Replace scrapername everywhere with your scraper's name eg. worldbank Replace ScraperName everywhere with your scraper's name eg. World Bank Look for xxx and ... and replace add text accordingly.
Scrapers can be tested locally in a Python virtualenv which can be set up by running ./setup.sh and run with ./run.sh.
Scrapers can either be installed on GitHub Actions or Jenkins. In either case, they can be set up to run on a schedule. For scripts that run for more than 6 hours and/or for which resuming failed runs in important, Jenkins must be used.
Uses the .github/workflows/python-package.yml file. Set up the environment variables to be passed to your script in that file mapping them from secrets configured in the GitHub repository's UI. You can also set up the cron schedule. (The files listed under Jenkins below are not used.)
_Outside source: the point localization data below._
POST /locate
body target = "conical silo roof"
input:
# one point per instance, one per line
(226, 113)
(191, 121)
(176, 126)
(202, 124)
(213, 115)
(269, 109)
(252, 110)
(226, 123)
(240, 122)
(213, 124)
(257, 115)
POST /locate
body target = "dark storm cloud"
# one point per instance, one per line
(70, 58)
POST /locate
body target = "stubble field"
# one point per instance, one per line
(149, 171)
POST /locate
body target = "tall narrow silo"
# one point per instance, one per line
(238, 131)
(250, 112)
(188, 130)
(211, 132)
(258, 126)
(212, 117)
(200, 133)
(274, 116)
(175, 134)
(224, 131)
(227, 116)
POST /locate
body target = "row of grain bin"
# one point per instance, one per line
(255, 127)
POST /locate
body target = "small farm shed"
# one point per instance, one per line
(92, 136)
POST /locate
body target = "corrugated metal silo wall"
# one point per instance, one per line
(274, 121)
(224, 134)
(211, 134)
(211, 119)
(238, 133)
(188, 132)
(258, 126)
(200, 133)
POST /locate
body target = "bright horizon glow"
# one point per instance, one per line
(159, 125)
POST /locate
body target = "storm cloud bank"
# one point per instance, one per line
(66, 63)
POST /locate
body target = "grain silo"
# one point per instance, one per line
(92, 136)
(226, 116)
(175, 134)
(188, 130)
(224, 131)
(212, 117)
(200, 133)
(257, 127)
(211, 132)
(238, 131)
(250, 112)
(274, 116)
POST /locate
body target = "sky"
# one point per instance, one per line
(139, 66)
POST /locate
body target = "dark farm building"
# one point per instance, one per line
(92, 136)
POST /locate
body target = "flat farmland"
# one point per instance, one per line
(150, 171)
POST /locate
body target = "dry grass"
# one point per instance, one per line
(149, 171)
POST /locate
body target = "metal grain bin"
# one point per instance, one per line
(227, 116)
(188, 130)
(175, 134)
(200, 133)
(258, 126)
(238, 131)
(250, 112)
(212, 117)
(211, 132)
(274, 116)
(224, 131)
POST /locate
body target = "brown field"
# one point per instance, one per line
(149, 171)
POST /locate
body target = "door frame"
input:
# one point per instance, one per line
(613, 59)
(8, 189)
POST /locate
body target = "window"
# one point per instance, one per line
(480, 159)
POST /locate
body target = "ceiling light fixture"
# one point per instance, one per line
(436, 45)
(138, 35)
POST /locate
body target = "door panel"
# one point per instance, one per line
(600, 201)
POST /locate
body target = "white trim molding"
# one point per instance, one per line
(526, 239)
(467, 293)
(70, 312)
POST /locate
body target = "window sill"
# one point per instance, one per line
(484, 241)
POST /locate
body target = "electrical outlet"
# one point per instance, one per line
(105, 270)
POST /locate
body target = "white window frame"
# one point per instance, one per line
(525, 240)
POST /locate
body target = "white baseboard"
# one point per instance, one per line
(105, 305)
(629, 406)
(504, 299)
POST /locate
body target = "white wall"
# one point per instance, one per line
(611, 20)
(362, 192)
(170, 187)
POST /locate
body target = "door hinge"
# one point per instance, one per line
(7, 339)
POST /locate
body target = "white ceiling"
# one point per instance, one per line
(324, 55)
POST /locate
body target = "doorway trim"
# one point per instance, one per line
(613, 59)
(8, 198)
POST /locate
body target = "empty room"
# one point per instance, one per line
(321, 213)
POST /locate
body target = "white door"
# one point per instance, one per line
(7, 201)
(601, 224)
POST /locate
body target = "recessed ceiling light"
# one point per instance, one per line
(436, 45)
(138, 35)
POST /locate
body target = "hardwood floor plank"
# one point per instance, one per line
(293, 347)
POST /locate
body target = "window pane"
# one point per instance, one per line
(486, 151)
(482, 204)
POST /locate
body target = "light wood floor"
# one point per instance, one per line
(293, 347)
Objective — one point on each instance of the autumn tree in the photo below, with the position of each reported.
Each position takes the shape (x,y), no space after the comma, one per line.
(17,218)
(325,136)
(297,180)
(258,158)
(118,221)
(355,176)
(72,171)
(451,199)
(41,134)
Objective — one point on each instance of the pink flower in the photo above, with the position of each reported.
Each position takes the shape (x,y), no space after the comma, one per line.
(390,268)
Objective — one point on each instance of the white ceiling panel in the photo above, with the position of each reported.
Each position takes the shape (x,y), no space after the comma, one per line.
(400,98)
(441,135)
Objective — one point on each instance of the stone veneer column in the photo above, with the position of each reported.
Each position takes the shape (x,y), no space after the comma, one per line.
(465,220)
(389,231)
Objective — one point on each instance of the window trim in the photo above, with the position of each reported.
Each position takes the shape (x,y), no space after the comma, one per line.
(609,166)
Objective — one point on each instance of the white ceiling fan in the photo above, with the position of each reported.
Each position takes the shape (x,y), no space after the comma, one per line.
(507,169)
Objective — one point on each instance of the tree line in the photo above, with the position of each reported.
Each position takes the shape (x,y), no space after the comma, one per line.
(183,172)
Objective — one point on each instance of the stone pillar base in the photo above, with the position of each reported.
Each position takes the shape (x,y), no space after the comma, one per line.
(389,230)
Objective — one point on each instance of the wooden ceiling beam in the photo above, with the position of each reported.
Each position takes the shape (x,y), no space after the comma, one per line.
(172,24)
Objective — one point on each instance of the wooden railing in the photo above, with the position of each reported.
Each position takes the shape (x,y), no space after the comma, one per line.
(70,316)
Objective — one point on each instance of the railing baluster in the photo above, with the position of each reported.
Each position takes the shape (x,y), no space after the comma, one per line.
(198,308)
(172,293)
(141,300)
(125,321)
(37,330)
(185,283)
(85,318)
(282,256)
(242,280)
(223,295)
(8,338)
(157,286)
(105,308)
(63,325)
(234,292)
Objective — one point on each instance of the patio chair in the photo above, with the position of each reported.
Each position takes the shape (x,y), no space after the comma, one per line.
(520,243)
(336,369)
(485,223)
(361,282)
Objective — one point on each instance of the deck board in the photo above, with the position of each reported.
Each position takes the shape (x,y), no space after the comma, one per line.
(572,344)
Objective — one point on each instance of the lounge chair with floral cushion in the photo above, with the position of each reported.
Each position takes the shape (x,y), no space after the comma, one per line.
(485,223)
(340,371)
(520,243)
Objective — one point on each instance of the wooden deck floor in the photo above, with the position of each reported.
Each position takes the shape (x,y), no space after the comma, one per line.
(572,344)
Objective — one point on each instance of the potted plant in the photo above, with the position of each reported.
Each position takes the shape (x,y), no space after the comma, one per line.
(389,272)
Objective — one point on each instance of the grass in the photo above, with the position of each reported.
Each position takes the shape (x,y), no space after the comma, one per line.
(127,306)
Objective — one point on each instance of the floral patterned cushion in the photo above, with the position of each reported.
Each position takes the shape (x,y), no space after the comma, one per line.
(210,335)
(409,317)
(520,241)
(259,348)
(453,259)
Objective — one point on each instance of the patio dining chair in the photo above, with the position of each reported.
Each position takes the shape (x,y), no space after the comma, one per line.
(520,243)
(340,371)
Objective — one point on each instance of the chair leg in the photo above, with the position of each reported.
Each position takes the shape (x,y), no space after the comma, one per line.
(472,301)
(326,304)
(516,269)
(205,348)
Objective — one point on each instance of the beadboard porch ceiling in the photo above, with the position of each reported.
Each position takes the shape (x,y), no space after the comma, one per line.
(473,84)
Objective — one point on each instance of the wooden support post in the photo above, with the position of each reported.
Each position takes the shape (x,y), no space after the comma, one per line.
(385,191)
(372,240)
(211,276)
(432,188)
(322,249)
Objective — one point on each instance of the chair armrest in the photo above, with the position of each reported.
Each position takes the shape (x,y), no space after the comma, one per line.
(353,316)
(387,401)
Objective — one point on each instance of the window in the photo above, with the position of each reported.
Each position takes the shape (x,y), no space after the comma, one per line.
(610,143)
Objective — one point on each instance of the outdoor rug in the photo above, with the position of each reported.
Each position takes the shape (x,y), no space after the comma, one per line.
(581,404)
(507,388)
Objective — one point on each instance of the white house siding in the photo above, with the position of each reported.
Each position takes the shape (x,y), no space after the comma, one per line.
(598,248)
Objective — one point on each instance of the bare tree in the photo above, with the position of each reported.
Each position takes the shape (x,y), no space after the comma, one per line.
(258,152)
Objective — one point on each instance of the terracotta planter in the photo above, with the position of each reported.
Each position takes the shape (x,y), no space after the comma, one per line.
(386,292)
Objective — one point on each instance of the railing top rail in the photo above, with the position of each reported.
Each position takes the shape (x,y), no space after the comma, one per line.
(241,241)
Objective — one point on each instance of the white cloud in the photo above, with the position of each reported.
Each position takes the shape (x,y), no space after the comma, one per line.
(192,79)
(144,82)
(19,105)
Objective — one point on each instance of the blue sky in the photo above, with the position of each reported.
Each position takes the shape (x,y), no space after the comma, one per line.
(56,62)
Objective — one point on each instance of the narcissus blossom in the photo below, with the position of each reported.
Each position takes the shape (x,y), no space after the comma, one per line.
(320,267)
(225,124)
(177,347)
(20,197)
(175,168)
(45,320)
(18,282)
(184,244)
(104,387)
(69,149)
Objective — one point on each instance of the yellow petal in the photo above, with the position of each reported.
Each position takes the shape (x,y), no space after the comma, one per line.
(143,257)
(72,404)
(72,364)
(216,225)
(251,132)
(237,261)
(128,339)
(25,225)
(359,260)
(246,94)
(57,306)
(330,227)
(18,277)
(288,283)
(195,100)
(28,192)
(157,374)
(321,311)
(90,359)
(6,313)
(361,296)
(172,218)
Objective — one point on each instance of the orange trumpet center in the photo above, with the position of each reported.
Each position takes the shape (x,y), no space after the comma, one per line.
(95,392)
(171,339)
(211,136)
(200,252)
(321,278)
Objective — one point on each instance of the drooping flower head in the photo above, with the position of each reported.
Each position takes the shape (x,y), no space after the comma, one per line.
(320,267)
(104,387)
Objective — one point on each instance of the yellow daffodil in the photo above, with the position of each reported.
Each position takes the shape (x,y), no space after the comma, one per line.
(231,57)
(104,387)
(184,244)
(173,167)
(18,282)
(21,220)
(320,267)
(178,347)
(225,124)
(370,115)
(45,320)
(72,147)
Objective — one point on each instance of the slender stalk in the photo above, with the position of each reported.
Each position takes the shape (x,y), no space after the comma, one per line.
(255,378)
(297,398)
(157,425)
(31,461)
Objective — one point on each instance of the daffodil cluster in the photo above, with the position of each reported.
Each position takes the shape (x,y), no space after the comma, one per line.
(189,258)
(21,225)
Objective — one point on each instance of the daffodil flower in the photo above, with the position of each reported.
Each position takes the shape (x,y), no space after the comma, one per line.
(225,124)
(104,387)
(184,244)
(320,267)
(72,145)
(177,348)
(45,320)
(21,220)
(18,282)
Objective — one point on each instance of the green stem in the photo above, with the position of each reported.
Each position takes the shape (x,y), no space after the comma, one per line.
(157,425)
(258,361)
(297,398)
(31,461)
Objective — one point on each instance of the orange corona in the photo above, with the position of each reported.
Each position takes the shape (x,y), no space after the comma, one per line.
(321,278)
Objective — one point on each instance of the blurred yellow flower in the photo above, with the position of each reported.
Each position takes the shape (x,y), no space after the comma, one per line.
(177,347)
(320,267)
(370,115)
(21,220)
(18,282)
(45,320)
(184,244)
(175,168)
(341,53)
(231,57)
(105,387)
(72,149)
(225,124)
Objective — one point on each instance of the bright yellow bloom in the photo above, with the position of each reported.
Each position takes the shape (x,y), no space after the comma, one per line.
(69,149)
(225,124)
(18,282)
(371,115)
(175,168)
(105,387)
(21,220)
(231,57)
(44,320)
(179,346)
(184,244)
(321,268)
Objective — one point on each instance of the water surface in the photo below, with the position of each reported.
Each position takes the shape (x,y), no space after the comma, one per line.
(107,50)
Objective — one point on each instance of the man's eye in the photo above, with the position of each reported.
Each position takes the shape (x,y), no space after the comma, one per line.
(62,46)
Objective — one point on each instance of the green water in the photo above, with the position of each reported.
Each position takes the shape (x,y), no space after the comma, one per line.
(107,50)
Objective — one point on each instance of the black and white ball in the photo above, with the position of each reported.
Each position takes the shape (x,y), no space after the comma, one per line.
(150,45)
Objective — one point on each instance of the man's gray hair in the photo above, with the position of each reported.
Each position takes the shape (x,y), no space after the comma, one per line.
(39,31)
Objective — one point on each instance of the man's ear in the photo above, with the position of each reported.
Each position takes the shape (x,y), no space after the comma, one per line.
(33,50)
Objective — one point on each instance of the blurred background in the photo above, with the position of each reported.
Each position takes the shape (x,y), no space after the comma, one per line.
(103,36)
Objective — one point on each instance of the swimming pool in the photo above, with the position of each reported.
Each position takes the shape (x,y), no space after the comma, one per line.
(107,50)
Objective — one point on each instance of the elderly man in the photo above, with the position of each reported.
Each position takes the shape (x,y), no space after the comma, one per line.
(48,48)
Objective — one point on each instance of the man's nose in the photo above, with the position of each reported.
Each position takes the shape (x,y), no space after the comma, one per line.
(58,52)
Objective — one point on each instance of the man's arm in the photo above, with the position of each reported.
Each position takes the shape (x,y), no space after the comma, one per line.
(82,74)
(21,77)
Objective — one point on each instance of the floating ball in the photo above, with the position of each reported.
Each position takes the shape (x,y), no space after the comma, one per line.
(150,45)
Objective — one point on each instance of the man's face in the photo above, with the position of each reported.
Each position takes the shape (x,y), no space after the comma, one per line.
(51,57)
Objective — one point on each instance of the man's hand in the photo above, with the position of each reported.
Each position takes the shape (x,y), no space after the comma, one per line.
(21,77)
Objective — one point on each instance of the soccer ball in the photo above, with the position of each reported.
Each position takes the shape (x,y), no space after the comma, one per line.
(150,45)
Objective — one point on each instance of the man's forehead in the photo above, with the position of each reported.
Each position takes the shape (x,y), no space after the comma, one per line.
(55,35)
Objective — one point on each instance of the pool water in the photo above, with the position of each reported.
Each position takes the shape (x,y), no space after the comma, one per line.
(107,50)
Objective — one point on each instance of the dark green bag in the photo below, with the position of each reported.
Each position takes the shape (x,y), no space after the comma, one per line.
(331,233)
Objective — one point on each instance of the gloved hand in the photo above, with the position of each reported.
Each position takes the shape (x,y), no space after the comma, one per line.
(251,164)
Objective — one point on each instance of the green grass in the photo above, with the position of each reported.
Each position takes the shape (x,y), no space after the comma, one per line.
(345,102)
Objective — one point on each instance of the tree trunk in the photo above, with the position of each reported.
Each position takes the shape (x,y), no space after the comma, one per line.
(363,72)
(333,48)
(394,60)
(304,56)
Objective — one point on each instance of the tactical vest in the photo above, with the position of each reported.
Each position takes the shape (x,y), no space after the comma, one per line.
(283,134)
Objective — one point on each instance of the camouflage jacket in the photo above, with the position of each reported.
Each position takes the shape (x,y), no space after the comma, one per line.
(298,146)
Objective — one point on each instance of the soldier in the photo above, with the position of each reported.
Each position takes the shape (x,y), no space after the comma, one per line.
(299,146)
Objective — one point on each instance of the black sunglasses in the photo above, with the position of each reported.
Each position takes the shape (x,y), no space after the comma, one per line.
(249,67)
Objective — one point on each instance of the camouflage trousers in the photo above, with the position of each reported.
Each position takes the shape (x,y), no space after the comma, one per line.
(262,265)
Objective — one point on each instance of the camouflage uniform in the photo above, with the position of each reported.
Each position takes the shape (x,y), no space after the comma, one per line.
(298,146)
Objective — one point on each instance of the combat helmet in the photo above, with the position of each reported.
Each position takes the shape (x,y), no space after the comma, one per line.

docker-compose.yml, docker-requirements.yml, Dockerfile, run-dev.sh, run-once-dev.sh and run_env are only needed for Jenkins. (.github/workflows/python-package.yml is not used.)
It is highly recommended to have a README.md that details what your script does, from where it obtains data, how to run it, what resources it uses (eg. CPU, memory, disk, network) and what environment variables are needed. An example is shown below the heading "Text for Scraper's README.md below"
It is very helpful to comment your code appropriately especially things that you think might confuse someone looking at your code for the first time.
For a full scraper following this template for GitHub Actions see: OAD
For a scraper that also creates datasets disaggregated by indicator (not just country) and reads metadata from a Google spreadsheet exported as csv, see: IDMC
Text for Scraper's README.md below
Collector for ScraperName's Datasets
For the script to run, you will need to either pass in your HDX API key as a parameter or have a file called .hdx_configuration.yml in your home directory containing your HDX key eg.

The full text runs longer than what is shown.